U.S. officials met figures from insurgent groups

BAGHDAD, Iraq -- U.S. officials have met figures from some Sunni Arab insurgent groups but have so far not received any commitment for them to lay down their arms, Western diplomats in Baghdad and neighboring Jordan said Wednesday. Three more U.S. troops were killed in Iraq -- two of them in roadside bombings, the U.S. command said. The meetings, described as being in the initial stage, have not included members of al-Qaida in Iraq or like-minded religious extremists, the diplomats said on condition of anonymity because of the sensitivity of the subject. Contacts have taken place in western Iraq, Lebanon and the United Arab Emirates, according to two diplomats based in the Jordanian capital, Amman.

Low turnout at Nepal's first vote in seven years

KATMANDU, Nepal -- Rebel attacks, soldiers shooting protesters and low turnout tainted Nepal's first election in seven years Wednesday, dealing a blow to the king who seized power a year ago. Six people were killed in violence Wednesday when Nepal held municipal elections that the United States called a "hollow attempt" by King Gyanendra to legitimize his power.

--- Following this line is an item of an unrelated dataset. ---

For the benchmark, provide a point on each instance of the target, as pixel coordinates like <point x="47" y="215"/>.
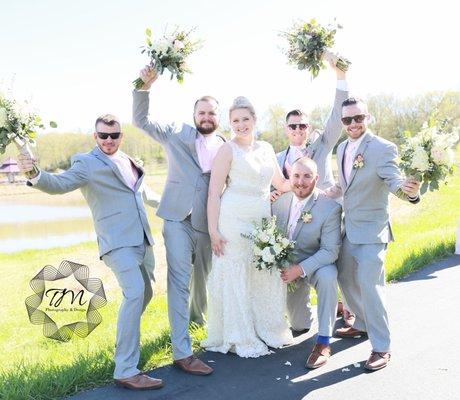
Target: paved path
<point x="425" y="324"/>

One of the dead was a protester shot by soldiers. Voters trickled into schools, Buddhist shrines and Hindu temples to cast ballots in the municipal election. But many people said they were scared away by a rebel threat to kill anyone who took part and a government warning it would shoot anyone caught disrupting the polls. Chief Election Commissioner Keshav Raj Rajbhandari said a preliminary estimate put turnout at more than 20 percent. Electoral officials said they plan to release some results today.